The only suggestion that Something Else is afoot is the recurring mention of a nearby comet and the peculiar mishaps for which its passing has been blamed (the abrupt cracking of cell phone screens, for instance). Soon enough, the lights go out, and two of the group’s members decide to venture down the street to the only other house in the neighborhood that still has power.
To describe much more wouldn’t be cricket, but suffice it to say that Byrkit (who shares a story credit with Manugian) has cooked up a parlor game that Rod Serling might have loved. Using minimal special effects and maximum speculation on behalf of the characters, Coherence grounds a mounting sense of paranoia among a set of credibly flawed relationships before doling out its eerie revelations with care. In contrast to the jargon-loving experts of Shane Carruth’s similarly heady Primer, the ostensible intelligence of our leads shouldn’t necessarily be taken for granted; these are people who are as likely to name-check Sliding Doors in the face of cosmic bewilderment as Schrödinger’s cat.
With the action confined to one house on one night, the screenplay (whose story was thoroughly structured while the dialogue was largely improvised) hints at more than it ever shows, with editor Lance Pereira’s frequent cuts to black only contributing to the ominously elusive proceedings. If anything, repeat viewings have proven more likely to further complicate matters than reveal answers, but then that sense of unwieldiness adds its own charm as the plot grows too twisted for even its participants to fully grasp the implications of their behavior.

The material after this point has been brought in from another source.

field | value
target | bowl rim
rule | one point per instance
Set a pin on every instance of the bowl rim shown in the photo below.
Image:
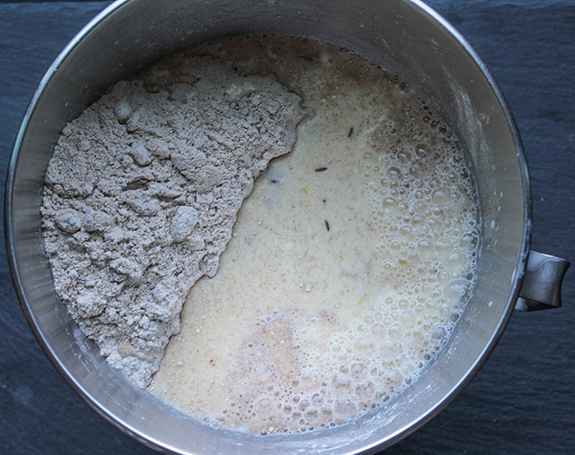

However, the true feat of Byrkit’s puzzle is its sneaky emotional undercurrent, eventually personified by Foxler’s performance of equal tenacity and self-doubt. (With her blonde locks, it’s not hard to see her as the equivalent of Brit Marling in a version of Another Earth that actually turns out to be interesting.) Much like last year’s underappreciated +1 (Plus One), Coherence presents a far-fetched premise at the outset, only to slyly smuggle in some remarkably relatable matters of the heart along the way.